Bassano also maintained a school in a rich London suburb from 1617 to 1619, where she aimed to “train and educate the children of diverse persons of quality and understanding,” but she lost her lease and did not return to teaching.
“She was one among the first women to establish and administer a school,” according to the Shakespearean Authorship Trust, “and the first woman to publish a book of original poetry Salve Deus Rex Judaeorum (1611).” She died penniless.
Bassano is not the woman in the photo.
The woman in the photo that users claim is Bassano is actually a work by Italian painter Paolo Veronese called “Portrait of a Moorish Woman.”
Bassano was not black, according to Snopes, and she “was part of a family of Italian court musicians of Moroccan/Semitic descent who lived as clandestine Jews,” according to her biography.
“Nobody knows with confidence what she looked like,” according to The Shakespeare’s Conspirator, because no certified paintings of Bassano exist.
Historians have long theorised that a picture by Nicholas Hillard in London’s Victoria and Albert Museum could be of Bassano. Others say the woman in the image is Mary Fitton, Queen Elizabeth I’s maid of honour.
There is no proof. Bassano’s was a playwright.
Bassano, Elizabeth I, James I, and the Earl of Rutland are just a few of the many celebrities who claim to be the author of Shakespeare’s plays, according to Michael Dobson, a Shakespeare studies professor and director of the Shakespeare Institute.
In an email to USA TODAY, Dobson said, “An enormous range of documentary evidence of all kinds, including eyewitness reports from Shakespeare’s colleagues, patrons, fans, employers.
Neighbours, and printers, confirms that the plays and poems published as William Shakespeare’s were written by William Shakespeare, one of the least literate people in world history.”
He claims that conspiracy theories questioning Shakespeare’s authorship began in the mid-nineteenth century, 250 years after his death.
According to the Shakespearean Authorship Trust, in 2007, John Hudson identified Bassano as one of 66 contenders for creating Shakespeare’s plays at a talk at the Smithsonian Institution as part of the Washington Shakespeare Festival.
Many people have claimed to be Shakespeare’s author, but there is no proof to back them up.
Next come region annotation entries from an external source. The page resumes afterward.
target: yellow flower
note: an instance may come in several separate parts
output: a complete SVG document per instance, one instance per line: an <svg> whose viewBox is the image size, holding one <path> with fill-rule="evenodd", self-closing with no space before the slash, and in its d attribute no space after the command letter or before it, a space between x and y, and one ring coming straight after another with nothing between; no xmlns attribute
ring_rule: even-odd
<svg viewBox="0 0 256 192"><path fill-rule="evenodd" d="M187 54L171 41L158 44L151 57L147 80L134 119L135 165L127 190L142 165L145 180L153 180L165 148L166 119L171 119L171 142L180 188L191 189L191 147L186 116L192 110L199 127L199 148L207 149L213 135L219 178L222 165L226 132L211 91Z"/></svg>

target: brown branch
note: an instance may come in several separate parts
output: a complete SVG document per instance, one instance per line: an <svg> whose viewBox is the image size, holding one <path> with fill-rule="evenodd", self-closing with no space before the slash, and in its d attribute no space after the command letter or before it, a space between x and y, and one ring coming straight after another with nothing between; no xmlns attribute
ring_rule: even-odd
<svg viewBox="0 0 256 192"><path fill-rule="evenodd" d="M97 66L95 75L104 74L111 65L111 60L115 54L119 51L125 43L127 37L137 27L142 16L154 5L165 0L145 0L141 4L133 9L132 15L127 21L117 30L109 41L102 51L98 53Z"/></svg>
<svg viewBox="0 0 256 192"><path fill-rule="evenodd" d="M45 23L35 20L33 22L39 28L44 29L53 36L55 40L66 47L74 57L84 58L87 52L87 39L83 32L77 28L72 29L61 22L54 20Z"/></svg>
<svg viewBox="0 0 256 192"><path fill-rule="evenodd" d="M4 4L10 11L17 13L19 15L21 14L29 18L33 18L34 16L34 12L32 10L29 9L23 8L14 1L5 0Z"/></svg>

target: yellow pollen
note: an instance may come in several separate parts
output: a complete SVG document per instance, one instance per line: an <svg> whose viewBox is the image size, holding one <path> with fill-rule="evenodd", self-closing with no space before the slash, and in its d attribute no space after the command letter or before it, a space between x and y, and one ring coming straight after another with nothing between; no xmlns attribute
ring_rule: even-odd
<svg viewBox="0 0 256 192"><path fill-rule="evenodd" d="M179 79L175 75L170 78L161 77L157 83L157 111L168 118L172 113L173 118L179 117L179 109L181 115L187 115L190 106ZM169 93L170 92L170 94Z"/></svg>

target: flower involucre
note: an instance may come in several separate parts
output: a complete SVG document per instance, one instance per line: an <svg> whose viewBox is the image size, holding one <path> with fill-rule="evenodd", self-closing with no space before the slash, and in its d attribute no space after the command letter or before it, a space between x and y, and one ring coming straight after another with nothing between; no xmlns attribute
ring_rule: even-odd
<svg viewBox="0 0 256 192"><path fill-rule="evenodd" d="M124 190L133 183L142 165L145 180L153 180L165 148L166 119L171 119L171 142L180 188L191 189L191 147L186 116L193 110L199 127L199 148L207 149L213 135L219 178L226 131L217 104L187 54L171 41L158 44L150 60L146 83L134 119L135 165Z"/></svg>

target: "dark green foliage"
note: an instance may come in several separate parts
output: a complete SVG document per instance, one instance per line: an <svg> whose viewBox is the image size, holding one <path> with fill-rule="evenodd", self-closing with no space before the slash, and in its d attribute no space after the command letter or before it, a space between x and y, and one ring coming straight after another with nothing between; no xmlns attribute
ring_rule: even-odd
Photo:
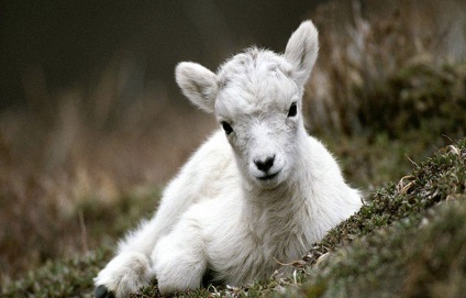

While Bassano’s name appears in several Shakespeare plays, her writing style bears no similarity to Shakespeare’s, and her poetry is more “traditional and pious literary style more closely linked with her time,” according to Parlia.
According to the Parlia article, “there is nothing to firmly establish that Bassano was anything more than a companion or mistress who inspired Shakespeare and bestowed experiences of distant cultures and literature that would later feature in his plays.”
Shakespeare fans, known as Stratfordians, according to History.com, underline that the body of evidence that does exist points to Shakespeare as the author and no one else.
“The concept has nearly the same currency among Shakespeare scholars as the faked moon landing has among astronauts,” Shakespeare professor Stephen Marche wrote in the New York Times.
Amelia Bassano Our ruling: False
Based on our study, we evaluate this claim as FALSE. There is no proof that the woman in the portrait is Bassano, and there is no proof that she was the author of Shakespeare’s plays.